Puis Allâh -ta’ala- fit de cet Insân al-Kâmil l’Esprit de l’univers, et c’est la raison pour laquelle tout se trouve soumis à son service: « Et Il vous a assujetti tout ce qui est dans les cieux et sur la terre, le tout venant de Lui. » [s45.v13] Ces créatures qui n’ont de cesse d’évoquer le Créateur se mirent à désirer l’Insân al-Kâmil d’un désir noble et élevé, de par le fait qu’il soit l’être réunissant l’ensemble des Hadra… ceci parce qu’il est le cœur de l’univers, que son cœur se trouve être le dépôt de la Réalité Muhammadienne, et que la Lumière Muhammadienne flue dans l’ensemble des créatures…

Pour tenter de comprendre un peu mieux, considérons ce schéma explicatif:

(cours) Hadra Moussawiya : à propos de al-Insân al-Kâmil

A partir du moment où l’on sort de la limite établie par le hâ’, nous trouvons les Noms divins sous leur forme absolue… ce qui se trouve donc entre le hâ’ et le Alif est entièrement Absolu. Le mourid doit toujours se concentrer sur le centre de sa vision, c’est à dire sur le centre du hâ’, car regarder ce centre c’est en fait regarder ce trait horizontal barzakhiy (formant un isthme entre ce qui est élevé et ce qui est bas, c’est à dire le chemin du juste milieu) très fin qui relie le hâ’ ul-hawiya au Alif a-Fardaniy (Unique Primordial).

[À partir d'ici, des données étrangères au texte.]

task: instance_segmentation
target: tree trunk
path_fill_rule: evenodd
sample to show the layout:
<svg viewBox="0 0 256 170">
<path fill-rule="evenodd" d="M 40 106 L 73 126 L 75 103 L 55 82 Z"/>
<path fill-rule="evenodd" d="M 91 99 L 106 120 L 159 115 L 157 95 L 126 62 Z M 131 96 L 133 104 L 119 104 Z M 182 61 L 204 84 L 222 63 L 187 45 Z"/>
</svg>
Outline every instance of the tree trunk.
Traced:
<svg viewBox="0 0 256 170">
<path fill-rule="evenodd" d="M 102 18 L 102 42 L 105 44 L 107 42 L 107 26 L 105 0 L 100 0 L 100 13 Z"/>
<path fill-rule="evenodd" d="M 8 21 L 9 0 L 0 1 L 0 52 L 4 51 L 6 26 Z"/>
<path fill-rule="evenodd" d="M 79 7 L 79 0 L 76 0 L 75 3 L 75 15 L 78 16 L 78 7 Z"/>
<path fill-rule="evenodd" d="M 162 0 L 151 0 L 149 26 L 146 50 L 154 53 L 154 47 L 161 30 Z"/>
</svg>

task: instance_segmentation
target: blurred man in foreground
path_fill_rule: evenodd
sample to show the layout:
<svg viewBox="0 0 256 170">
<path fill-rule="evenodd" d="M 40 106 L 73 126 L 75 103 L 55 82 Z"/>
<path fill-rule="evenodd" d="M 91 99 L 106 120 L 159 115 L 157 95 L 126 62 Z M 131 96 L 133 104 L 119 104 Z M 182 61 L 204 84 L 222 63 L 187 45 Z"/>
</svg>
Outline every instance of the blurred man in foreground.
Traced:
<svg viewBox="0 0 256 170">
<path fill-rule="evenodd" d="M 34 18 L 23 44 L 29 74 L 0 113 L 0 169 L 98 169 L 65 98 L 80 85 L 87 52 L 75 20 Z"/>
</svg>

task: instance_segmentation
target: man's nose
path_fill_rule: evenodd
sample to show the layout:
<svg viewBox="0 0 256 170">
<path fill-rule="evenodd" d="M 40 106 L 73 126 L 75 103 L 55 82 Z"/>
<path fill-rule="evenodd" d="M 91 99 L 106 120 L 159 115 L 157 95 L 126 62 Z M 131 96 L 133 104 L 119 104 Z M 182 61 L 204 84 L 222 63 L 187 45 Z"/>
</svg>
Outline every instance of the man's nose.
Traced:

Le fait de se concentrer sur le centre du cercle, c’est en fait se diriger vers la Qibla Muhammadienne Ahmadienne apparente en l’Insân al-Kâmil. Quant au fait de laisser vaguer son attention à ce qui se trouve au-dessus ou bien en dessous du barzakh, cela pourrait te détourner de ton Objectif…

N’as-tu pas constaté comment les pieux, lorsqu’ils entraient en prière, plaçaient le paradis à leur droite (ce qui correspond, dans le schéma, à ce qui se trouve au-dessus du barzakh), le feu de l’enfer à leur gauche (sous le barzakh)… puis ils plaçaient le Sirât sous leurs pieds (qui n’est autre que ce trait barzakhiy horizontal), et faisaient du Vrai -‘azza wa jall- leur Qibla… de même que le mourid fait du Alif al-Fardâniy sa Qibla et ce à quoi il désire accéder.